After that, we considered what it would take to have MW (and extensions) maintain their own statsd-exporter configuration and coalesce them on deploy. This seemed a fragile, error-prone option and had the drawback of putting an unnecessary burden on developers for a single backend solution.
After that, we explored what adopting an existing Prometheus-specific library would entail. Current options have dependencies on Redis, disk, or make heavy usage of APC. None of these options seemed great from the reliability, resource utilization, or current state of library development.

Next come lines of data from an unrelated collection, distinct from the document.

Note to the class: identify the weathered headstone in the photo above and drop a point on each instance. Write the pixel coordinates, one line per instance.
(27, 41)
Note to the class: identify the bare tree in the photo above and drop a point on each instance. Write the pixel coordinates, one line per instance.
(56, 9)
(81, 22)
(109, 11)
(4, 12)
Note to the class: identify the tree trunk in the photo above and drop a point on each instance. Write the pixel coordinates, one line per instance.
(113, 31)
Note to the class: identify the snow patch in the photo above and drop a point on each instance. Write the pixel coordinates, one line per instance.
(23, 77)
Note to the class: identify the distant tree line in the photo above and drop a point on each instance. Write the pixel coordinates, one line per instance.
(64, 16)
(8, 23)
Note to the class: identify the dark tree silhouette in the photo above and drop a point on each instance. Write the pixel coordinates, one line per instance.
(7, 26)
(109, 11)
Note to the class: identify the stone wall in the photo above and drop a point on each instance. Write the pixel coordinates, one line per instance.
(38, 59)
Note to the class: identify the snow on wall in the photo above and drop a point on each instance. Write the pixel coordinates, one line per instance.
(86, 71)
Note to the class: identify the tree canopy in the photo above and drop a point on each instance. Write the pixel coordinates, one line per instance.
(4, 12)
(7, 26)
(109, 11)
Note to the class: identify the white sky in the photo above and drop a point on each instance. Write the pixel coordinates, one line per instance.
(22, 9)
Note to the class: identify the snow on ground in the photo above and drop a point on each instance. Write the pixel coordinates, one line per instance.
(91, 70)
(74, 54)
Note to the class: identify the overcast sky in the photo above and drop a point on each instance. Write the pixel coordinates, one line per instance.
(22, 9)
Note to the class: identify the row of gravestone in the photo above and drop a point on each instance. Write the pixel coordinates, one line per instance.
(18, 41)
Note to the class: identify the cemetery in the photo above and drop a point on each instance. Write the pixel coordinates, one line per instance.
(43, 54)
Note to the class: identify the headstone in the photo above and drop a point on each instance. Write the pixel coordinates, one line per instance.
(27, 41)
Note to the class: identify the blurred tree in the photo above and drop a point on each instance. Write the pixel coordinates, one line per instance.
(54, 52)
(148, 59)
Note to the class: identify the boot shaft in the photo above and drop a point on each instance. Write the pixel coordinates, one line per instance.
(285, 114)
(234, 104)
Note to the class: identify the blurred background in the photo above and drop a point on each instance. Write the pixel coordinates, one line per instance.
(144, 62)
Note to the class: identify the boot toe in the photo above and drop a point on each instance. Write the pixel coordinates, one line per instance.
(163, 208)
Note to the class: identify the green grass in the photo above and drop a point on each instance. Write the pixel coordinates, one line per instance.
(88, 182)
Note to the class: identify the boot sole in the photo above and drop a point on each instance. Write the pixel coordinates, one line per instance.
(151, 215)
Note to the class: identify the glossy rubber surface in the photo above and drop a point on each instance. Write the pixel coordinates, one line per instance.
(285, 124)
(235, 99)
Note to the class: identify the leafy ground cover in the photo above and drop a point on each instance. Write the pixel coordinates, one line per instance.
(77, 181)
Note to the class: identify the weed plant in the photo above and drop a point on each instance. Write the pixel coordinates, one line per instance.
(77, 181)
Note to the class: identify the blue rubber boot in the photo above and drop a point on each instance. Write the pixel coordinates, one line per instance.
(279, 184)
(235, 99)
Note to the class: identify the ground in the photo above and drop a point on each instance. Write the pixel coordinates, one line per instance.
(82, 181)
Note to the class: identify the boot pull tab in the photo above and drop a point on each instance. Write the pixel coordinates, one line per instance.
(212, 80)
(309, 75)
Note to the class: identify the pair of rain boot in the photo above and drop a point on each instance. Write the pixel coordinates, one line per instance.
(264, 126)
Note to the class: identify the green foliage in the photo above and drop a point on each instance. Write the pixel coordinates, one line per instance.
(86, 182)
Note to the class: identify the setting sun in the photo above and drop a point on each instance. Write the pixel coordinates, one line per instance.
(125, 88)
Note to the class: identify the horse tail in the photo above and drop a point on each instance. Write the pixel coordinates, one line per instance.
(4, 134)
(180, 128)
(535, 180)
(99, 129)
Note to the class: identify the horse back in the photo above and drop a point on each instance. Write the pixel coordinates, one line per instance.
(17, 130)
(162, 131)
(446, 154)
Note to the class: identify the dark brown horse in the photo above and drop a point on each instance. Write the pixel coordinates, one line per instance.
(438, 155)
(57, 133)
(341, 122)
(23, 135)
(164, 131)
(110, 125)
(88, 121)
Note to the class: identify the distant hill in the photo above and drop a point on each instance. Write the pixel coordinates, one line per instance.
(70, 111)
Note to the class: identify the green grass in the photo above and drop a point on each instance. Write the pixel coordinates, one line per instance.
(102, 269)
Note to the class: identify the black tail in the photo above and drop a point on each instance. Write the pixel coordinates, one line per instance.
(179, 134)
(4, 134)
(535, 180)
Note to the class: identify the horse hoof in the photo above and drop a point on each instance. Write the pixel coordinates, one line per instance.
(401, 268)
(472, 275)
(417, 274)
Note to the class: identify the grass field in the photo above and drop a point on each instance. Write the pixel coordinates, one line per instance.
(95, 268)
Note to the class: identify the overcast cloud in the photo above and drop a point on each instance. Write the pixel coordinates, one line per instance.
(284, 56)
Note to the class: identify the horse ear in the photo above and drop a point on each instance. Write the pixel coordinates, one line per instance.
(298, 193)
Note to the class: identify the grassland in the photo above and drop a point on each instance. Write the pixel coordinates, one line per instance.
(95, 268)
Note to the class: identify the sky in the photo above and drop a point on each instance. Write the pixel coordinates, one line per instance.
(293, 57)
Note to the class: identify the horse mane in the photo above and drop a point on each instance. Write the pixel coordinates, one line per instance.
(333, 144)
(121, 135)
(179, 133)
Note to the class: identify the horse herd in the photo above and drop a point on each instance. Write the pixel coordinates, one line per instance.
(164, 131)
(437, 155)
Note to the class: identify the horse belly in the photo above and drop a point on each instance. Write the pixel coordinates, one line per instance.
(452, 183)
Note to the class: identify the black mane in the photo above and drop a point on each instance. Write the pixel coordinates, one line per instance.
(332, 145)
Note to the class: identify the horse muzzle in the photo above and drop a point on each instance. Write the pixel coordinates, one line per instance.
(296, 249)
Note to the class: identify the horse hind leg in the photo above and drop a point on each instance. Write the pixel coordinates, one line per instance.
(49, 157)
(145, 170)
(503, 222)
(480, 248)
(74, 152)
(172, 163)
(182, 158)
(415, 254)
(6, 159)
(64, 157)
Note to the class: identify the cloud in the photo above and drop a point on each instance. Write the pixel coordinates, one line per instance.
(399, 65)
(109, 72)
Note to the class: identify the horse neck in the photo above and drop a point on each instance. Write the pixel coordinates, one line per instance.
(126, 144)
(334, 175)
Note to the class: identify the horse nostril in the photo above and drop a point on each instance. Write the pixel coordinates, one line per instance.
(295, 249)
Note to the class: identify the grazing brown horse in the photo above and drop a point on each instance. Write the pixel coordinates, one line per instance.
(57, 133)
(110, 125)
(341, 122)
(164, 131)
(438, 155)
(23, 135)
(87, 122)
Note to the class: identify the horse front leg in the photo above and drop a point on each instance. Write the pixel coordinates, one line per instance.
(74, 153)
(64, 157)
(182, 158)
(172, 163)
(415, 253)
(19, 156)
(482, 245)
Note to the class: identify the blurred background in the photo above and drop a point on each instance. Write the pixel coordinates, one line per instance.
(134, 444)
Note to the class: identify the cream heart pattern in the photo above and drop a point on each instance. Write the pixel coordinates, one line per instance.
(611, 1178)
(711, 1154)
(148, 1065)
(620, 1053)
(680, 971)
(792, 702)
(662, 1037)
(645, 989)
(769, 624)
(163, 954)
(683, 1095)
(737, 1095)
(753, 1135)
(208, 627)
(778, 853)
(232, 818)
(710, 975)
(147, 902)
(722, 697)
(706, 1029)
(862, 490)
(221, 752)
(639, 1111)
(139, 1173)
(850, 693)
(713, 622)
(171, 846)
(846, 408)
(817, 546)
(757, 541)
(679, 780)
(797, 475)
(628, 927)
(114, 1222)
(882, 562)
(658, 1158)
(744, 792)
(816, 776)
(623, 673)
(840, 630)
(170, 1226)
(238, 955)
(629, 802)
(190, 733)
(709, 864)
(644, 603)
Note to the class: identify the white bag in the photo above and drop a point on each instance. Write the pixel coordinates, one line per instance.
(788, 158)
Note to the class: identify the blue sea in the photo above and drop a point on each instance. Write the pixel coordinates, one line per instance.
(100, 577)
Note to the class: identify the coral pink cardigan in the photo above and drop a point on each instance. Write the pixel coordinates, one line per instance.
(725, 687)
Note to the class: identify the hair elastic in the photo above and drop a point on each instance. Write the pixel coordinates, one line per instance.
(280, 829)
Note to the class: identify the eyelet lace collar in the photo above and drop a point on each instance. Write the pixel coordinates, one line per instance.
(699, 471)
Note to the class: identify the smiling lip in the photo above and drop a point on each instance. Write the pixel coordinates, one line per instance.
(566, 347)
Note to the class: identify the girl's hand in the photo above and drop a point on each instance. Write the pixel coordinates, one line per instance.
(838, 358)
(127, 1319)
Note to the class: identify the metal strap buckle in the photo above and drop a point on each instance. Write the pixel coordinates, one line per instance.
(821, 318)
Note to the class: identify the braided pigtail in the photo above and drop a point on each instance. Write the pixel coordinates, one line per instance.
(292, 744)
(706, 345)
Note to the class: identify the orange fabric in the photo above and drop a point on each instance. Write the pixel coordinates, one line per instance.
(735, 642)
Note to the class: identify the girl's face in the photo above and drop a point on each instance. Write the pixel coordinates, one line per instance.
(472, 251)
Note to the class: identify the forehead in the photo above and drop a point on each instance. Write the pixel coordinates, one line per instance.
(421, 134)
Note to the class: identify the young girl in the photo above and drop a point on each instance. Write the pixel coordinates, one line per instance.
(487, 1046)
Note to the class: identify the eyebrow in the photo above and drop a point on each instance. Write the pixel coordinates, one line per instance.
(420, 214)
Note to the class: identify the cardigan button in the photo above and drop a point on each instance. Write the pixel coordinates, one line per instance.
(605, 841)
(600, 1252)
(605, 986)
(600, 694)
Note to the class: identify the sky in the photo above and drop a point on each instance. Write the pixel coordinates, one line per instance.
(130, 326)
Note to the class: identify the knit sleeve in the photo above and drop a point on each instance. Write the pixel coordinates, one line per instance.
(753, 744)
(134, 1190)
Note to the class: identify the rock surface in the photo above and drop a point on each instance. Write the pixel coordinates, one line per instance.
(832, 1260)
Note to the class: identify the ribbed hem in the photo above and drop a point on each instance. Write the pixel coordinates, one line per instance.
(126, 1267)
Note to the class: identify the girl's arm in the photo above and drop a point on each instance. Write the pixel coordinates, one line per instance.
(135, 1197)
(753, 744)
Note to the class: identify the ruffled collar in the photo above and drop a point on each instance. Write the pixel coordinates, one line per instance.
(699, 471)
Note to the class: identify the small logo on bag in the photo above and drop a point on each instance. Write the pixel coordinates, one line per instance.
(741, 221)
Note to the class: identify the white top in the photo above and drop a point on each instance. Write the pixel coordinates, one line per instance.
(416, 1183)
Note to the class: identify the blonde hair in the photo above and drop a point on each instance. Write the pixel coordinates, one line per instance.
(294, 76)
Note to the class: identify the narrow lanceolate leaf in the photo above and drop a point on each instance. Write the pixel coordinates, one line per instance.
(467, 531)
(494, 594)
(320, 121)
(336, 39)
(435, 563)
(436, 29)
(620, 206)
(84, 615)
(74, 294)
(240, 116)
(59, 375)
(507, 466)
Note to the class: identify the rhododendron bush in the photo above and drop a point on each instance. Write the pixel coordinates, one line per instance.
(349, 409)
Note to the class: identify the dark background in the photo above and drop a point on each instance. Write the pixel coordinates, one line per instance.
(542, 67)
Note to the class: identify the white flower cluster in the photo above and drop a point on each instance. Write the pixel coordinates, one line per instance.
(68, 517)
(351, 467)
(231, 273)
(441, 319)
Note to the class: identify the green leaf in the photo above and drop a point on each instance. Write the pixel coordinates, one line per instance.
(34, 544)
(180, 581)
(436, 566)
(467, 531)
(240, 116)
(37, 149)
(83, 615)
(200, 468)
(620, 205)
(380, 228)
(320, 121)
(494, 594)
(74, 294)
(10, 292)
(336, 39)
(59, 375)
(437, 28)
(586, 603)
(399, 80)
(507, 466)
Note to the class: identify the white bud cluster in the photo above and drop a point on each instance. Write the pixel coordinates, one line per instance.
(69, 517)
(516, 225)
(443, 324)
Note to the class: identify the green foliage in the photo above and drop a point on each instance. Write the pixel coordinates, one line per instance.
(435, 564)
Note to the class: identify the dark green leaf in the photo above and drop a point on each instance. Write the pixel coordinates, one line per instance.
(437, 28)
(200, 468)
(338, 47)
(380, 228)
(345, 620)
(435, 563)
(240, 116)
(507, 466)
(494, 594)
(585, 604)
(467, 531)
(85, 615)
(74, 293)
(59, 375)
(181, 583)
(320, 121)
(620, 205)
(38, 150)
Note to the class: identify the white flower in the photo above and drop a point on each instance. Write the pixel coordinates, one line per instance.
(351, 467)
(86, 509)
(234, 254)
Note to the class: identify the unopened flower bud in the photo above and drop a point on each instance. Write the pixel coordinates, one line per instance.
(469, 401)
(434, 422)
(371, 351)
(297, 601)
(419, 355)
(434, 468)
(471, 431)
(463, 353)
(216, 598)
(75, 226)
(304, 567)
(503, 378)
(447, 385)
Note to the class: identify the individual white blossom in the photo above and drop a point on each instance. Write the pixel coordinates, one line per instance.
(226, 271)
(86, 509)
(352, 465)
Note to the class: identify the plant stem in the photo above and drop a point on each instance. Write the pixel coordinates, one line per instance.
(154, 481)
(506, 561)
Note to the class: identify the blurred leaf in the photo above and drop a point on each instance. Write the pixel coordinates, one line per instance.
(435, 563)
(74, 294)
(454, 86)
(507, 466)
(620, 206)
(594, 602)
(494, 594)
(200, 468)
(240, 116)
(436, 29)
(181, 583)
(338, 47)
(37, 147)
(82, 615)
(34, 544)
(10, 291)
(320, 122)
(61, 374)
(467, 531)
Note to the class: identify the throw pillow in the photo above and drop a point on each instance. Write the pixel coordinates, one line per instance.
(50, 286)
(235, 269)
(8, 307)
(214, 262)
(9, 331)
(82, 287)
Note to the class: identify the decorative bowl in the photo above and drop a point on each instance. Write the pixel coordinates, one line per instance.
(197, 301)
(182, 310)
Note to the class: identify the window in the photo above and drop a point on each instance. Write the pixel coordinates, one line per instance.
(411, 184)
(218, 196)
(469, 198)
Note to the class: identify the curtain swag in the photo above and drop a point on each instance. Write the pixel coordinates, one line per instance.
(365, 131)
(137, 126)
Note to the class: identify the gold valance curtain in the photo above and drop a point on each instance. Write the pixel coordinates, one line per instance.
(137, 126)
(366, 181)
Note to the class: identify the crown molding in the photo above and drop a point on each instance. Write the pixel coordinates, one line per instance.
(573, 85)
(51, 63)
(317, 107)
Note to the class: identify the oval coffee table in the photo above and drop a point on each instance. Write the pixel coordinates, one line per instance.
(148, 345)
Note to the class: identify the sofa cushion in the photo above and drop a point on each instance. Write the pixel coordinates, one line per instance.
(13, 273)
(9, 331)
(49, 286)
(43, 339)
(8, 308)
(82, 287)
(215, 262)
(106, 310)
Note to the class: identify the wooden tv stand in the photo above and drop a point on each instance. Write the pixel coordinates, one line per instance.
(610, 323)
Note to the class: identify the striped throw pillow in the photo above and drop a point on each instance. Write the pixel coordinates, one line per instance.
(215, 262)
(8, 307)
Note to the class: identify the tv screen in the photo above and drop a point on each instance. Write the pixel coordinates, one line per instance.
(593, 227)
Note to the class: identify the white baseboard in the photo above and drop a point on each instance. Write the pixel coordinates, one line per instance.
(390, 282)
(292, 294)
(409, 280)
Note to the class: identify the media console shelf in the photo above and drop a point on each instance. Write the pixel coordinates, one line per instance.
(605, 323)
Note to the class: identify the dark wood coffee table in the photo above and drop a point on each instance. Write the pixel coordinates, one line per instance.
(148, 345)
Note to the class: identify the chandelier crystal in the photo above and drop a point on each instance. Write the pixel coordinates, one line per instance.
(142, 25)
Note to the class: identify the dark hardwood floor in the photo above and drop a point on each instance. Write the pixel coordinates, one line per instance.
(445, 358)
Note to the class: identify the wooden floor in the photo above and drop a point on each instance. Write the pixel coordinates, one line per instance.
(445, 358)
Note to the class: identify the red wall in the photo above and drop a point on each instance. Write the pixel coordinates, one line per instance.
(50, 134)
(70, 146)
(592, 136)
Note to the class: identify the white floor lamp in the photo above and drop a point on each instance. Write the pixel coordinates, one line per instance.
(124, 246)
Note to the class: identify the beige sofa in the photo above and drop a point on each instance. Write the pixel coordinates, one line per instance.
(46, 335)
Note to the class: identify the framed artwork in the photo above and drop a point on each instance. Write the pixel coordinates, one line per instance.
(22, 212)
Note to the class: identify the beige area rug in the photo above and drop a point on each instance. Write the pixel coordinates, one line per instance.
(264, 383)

After that, we went back to statsd-exporter and found support for DogStatsD, a StatsD extension that adds key:value tags to metrics and uses the same UDP transport mechanism. This option has no need for a cross-request persistent backend. This is what the current implementation demonstrates but does have a few drawbacks:
1. This solution requires a sidecar for translation to Prometheus.
1. In order for statsd-exporter to automatically generate meaningful Prometheus metrics, the StatsD metrics namespace has to be tightly controlled.
1. An extra deploy step of restarting the sidecar is strongly recommended.
NOTE: The demonstration implementation does not handle the requirement to document the metrics being generated. Discussion on how to address this point in a sustainable way is welcome and requested.